DOMContentFilter creates REJECTED_IMPORT (com.norconex.importer.response.ImporterResponse@3af2bcdb) #483

Closed mauromi76 closed 6 years ago

mauromi76 commented 6 years ago

Hi I am trying to filter the HTML source removing all those DIVs that i don't need (for example disclaimers, modals ecc).

I read the doc at https://www.norconex.com/collectors/importer/latest/apidocs/com/norconex/importer/handler/filter/impl/DOMContentFilter.html where this seems to be so easy to implement using the DOMContentFilter but in real life I'm facing the problem that when I add this filter the crawler is skipping all the pages.

as I understood this filter goes in the section.

so here's an extract of my config:

<preParseHandlers>
    <filter class="com.norconex.importer.handler.filter.impl.DOMContentFilter"  selector="div#cookie-info" onMatch="exclude" />
    <filter class="com.norconex.importer.handler.filter.impl.DOMContentFilter"  selector="div#external-dialog" onMatch="exclude" />
</preParseHandlers>

can you see anything wrong here? why this makes all pages skip with REJECTED_IMPORT (com.norconex.importer.response.ImporterResponse@3af2bcdb) ?

many thanks in advance for your support Mauro

essiembre commented 6 years ago

Filters are to exclude matching documents, not part of their content. For want you want to do, you would have better luck with transformers, such as ReplaceTransformer and StripBetweenTransformer.

There is currently no DOM-based transformers, but if you really want to deal with DOM, you can look at the DOMTagger in case it can be of any help.

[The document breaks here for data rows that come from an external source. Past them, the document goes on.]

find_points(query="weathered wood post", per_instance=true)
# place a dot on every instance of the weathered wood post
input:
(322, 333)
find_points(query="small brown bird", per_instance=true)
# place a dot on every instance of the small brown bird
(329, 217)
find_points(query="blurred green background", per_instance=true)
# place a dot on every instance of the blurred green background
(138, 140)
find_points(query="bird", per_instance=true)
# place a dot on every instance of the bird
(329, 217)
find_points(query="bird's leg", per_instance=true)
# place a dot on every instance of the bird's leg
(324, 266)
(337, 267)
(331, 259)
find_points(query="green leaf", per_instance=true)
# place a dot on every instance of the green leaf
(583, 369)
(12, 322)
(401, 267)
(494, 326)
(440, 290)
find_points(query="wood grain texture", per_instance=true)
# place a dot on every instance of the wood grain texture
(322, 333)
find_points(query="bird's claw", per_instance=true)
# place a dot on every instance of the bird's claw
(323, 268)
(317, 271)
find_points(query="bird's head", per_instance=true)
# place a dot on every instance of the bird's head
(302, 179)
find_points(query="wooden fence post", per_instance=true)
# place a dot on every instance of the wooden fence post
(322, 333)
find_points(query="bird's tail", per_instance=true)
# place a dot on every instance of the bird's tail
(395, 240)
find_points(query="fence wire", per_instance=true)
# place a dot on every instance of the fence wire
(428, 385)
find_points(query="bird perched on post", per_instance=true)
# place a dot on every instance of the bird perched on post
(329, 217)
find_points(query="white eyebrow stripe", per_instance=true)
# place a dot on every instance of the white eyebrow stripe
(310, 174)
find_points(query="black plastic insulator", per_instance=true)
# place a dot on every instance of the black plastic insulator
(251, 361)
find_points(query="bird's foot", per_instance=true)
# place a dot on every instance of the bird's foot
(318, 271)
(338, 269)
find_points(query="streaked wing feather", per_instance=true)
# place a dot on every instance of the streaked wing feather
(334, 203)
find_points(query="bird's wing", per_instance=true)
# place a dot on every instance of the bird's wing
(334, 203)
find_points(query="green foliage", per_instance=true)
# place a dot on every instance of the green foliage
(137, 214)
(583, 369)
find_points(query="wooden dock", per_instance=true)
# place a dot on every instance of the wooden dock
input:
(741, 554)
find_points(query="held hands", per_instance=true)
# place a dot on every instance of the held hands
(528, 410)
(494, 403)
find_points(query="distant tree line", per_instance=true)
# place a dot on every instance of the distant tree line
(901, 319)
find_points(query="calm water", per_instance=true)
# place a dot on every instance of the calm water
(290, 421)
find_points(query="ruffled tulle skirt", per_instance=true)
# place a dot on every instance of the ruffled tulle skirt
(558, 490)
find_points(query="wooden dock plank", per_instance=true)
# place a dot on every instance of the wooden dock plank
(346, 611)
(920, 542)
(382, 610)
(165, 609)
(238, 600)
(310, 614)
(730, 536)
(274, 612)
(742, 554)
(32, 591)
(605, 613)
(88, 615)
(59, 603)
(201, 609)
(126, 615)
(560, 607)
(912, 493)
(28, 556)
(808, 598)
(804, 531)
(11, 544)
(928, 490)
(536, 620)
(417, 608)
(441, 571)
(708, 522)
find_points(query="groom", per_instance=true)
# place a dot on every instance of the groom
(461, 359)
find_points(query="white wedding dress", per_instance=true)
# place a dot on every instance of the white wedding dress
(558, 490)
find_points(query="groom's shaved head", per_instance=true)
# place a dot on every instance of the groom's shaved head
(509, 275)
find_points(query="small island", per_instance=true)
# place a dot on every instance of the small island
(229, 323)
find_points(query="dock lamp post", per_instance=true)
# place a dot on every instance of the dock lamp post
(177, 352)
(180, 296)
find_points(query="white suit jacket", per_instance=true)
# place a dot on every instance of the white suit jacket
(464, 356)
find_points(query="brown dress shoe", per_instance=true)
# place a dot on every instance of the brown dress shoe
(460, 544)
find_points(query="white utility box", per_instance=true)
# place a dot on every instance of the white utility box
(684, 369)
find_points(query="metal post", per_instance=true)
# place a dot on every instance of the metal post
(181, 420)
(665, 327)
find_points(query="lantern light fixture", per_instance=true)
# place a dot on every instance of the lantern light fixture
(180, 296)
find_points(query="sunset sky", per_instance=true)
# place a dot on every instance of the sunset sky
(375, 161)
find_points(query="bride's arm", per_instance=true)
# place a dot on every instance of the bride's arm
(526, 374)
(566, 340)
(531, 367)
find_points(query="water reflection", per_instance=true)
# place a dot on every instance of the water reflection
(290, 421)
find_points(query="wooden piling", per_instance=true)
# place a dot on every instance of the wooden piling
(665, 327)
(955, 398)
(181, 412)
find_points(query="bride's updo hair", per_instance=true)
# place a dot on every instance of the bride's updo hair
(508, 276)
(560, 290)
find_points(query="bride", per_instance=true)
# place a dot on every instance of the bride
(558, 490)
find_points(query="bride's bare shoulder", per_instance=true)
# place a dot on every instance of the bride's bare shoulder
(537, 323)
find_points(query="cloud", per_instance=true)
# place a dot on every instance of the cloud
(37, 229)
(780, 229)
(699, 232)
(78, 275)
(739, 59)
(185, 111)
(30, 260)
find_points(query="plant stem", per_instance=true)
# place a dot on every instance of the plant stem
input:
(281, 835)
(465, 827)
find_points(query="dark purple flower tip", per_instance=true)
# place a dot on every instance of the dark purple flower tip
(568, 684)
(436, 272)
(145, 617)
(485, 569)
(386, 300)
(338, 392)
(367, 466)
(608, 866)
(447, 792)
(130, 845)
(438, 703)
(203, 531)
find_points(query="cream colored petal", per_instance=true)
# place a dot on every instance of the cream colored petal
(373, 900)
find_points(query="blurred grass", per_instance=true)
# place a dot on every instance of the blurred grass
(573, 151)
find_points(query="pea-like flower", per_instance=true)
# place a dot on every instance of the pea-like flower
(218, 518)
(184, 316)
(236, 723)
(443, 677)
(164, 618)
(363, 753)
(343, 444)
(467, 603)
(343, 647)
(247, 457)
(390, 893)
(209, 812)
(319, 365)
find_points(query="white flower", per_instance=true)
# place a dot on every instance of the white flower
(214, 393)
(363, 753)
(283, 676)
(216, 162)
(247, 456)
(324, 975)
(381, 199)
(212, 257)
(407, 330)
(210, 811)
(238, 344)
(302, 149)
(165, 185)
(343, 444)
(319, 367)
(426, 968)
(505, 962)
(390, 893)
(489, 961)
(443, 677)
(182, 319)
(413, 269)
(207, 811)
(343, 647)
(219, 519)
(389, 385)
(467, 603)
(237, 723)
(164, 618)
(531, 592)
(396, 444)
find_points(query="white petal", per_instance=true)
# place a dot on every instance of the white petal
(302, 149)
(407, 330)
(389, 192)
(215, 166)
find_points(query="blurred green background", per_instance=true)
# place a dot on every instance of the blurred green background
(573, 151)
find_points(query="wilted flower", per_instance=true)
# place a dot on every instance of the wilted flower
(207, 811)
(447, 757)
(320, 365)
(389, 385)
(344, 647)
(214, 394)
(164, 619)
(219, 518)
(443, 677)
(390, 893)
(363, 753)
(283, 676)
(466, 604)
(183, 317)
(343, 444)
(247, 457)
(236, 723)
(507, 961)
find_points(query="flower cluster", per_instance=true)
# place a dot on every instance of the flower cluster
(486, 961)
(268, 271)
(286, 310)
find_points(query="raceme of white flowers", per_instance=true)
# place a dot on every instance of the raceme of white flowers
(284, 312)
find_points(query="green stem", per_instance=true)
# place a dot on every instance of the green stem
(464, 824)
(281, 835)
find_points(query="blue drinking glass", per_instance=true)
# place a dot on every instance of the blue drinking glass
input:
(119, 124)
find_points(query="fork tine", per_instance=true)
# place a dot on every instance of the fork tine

That class can extract specific DOM elements and store them as metadata. You could then strip the original content with a SubstringTransformer if you do not want to keep it.

FYI, there is a feature request for a DOMTansformer here: https://github.com/Norconex/importer/issues/62

mauromi76 commented 6 years ago

Hi Pascal thank you very much for the quick response. I will check the docs of ReplaceTransformer and StripBetweenTransformer to see how I can achieve to my goal.

just one question before close this topic: where can I find some info on what is the difference between <preParseHandlers> and <postParseHandlers> ?

I'd like to have a very clear view at which step of the parsing process they are actioned .

thanks Mauro

essiembre commented 6 years ago

Pre-parse handlers are invoked before original files are parsed to get the plain text out of them. You have to be careful which handler you use there since you may be trying to do text-operations on binary files (e.g. PDFs). The <restrictTo> tag available with each handler can help. For example, if you need to operate on the raw XML or HTML markup, you would go with pre-parse handlers.

The post-parse handlers are invoked after the original document was parsed and its content should be guaranteed to be plain text at that point (without any formatting). For example, if you want to reject documents that have the word "potato" in them, regardless of their content-type, you would define that under post-parse handlers.

So to over-simplify, you can think of it as:

  1. Http GET to download a raw document.
  2. Pre-parse handlers on raw document.
  3. Parse document to extract text + metadata/fields.
  4. Post-parse handlers on extracted text + metadata/fields.
  5. Commit the document (extracted text + metadata/fields), unless rejected for whatever reason.

For a more detailed view of the HTTP Collector execution flow, have a look here.

Clearer?

mauromi76 commented 6 years ago

just perfect! really thank you so much. I will mark this as closed.

Mauro